Xandão pelo Anzhi, da Rússia - Divulgação - Divulgação
Imagem: Divulgação

Marcello De Vico e Vanderlei Lima

Do UOL, em Santos e São Paulo

11/06/2017 04h00

Depois de um bom Campeonato Brasileiro pelo Grêmio Barueri, em 2009, ele chamou a atenção do São Paulo, clube o qual defendeu por dois anos. Deixou o Brasil há mais de cinco anos e, desde então, faz carreira na Europa – entre Portugal e Rússia. Com passaporte italiano nas mãos e agora livre para jogar como comunitário no continente, a ideia é permanecer por lá, mas o retorno ao Brasil não está descartado por Alexandre Luiz Reame, ou Xandão.

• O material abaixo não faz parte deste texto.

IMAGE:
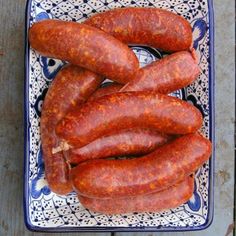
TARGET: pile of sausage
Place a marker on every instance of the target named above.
(83, 126)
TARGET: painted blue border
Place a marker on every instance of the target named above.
(123, 229)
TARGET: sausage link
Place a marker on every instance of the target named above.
(166, 75)
(71, 87)
(154, 172)
(122, 143)
(111, 88)
(84, 46)
(124, 110)
(148, 26)
(172, 197)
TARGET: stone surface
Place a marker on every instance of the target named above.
(11, 121)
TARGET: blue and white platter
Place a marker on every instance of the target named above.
(46, 211)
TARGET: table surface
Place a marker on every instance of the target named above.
(11, 121)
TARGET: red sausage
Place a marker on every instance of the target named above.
(154, 172)
(111, 88)
(166, 75)
(172, 197)
(84, 46)
(71, 86)
(122, 143)
(150, 26)
(117, 111)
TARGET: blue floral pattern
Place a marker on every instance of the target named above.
(39, 184)
(48, 210)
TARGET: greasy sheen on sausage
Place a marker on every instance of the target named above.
(71, 87)
(109, 89)
(125, 110)
(169, 198)
(138, 141)
(171, 73)
(84, 46)
(147, 26)
(154, 172)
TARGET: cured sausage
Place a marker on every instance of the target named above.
(122, 143)
(124, 110)
(171, 73)
(71, 86)
(84, 46)
(154, 172)
(172, 197)
(111, 88)
(148, 26)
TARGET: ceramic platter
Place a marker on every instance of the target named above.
(46, 211)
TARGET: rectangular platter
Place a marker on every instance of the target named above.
(46, 211)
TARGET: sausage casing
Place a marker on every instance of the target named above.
(71, 87)
(137, 141)
(172, 197)
(111, 88)
(124, 110)
(84, 46)
(154, 172)
(171, 73)
(149, 26)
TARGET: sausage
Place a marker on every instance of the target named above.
(148, 26)
(154, 172)
(124, 110)
(71, 87)
(84, 46)
(171, 73)
(111, 88)
(137, 141)
(153, 202)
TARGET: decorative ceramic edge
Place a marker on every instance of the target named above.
(210, 215)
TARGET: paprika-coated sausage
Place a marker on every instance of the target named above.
(137, 141)
(111, 88)
(124, 110)
(172, 197)
(154, 172)
(84, 46)
(147, 26)
(71, 87)
(171, 73)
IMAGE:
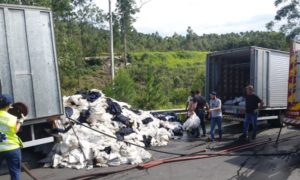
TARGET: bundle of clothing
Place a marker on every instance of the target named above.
(81, 147)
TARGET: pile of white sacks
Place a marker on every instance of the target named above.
(240, 101)
(91, 148)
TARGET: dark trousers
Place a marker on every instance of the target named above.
(213, 122)
(201, 115)
(250, 118)
(13, 160)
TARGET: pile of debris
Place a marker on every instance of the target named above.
(82, 147)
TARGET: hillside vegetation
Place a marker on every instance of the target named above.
(156, 80)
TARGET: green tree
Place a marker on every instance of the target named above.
(152, 95)
(123, 88)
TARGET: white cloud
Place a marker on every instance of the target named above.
(204, 16)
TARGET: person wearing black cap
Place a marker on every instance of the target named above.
(200, 111)
(216, 115)
(253, 103)
(10, 143)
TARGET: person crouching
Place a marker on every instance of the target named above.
(10, 143)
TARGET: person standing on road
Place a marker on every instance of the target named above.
(200, 111)
(253, 103)
(215, 111)
(10, 143)
(189, 99)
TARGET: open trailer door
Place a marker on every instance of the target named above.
(293, 110)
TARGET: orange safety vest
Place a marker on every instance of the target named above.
(9, 140)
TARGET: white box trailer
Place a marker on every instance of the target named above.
(229, 72)
(29, 70)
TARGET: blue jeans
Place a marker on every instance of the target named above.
(250, 118)
(213, 122)
(201, 115)
(13, 160)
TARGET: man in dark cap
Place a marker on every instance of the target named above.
(200, 111)
(10, 143)
(215, 111)
(253, 103)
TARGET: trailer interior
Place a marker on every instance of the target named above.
(230, 72)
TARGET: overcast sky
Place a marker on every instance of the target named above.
(204, 16)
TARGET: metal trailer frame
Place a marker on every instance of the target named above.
(28, 59)
(268, 74)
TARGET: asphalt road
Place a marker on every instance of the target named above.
(285, 167)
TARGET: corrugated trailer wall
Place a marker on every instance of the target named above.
(271, 76)
(28, 68)
(267, 70)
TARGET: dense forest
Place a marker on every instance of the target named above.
(152, 71)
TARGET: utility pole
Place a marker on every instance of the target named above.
(111, 43)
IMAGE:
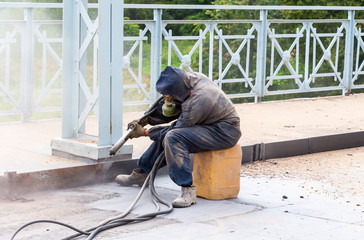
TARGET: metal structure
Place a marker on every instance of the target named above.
(105, 69)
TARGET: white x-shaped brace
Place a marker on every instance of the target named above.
(324, 56)
(282, 55)
(9, 39)
(236, 53)
(91, 98)
(128, 67)
(55, 56)
(176, 49)
(361, 43)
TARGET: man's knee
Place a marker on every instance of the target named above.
(171, 137)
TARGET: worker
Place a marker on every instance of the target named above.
(205, 120)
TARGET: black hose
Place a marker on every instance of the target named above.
(92, 232)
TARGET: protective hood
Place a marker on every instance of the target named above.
(172, 82)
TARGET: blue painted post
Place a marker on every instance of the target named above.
(156, 54)
(261, 56)
(104, 72)
(349, 49)
(82, 68)
(27, 65)
(70, 62)
(117, 53)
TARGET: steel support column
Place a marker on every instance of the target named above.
(261, 55)
(349, 53)
(117, 53)
(110, 71)
(156, 53)
(104, 72)
(70, 61)
(27, 67)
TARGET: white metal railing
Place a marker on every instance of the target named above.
(28, 80)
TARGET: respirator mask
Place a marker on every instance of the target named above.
(169, 108)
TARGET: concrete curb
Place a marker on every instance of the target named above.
(14, 184)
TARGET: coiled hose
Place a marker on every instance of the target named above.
(120, 219)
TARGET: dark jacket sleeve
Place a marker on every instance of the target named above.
(158, 133)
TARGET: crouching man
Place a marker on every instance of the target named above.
(205, 120)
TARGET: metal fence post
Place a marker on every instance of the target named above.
(261, 56)
(117, 53)
(27, 67)
(70, 69)
(349, 49)
(156, 53)
(82, 67)
(104, 72)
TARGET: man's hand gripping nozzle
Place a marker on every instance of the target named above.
(121, 140)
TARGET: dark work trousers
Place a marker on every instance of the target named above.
(178, 143)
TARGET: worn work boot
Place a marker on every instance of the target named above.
(186, 199)
(136, 177)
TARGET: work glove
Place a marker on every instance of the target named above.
(137, 132)
(143, 123)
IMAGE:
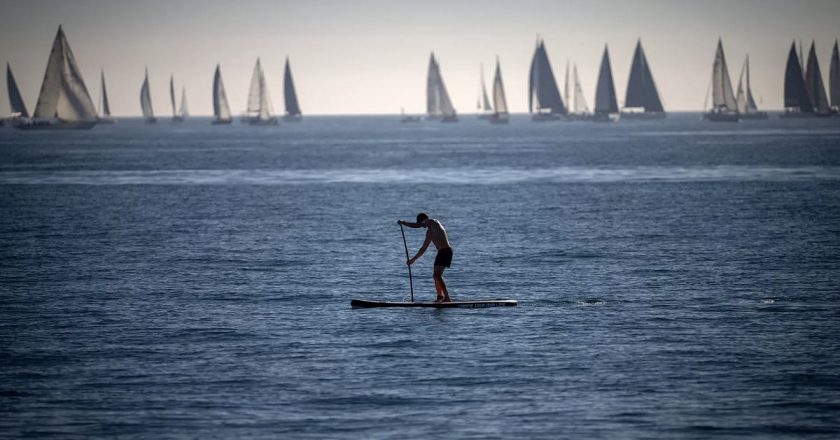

Hoje com 29 anos, Xandão conversou com o UOL Esporte direto de Údine, na Itália, onde resolvia os detalhes finais do passaporte italiano. Em conversa bastante descontraída, Xandão falou de tudo, especialmente do início da carreira, e recordou que a 'profissão futebol' poderia não estar em sua vida caso um técnico da base não tivesse mudado sua posição.

Ele ainda fala sobre a decepção que teve em uma peneira no São Paulo, o momento em que chegou a desistir do futebol, o que deu errado em sua passagem pelo Morumbi, os problemas que encarou em Portugal e na Rússia – rendendo até um impasse que está na Justiça até hoje – e a ‘sorte’ que Apodi teve ao trocar a Chapecoense pelo futebol europeu. Confira:

Zagueiro? Xandão queria é ser atacante...

Na minha infância e, até na adolescência, eu sempre fui atacante nas escolinhas em Araçatuba. Até os 13 anos de idade eu era centroavante e, inclusive, fazia muitos gols nos campeonatos. Modéstia à parte, eu era um artilheiro nato. A questão é que eu fui mudando de categoria e um dos treinadores na época, o professor Fernandinho - eu aos 13 anos - viu uma oportunidade devido ao meu porte físico, minha estatura e a escassez [de jogadores para a posição] para eu poder vingar como zagueiro.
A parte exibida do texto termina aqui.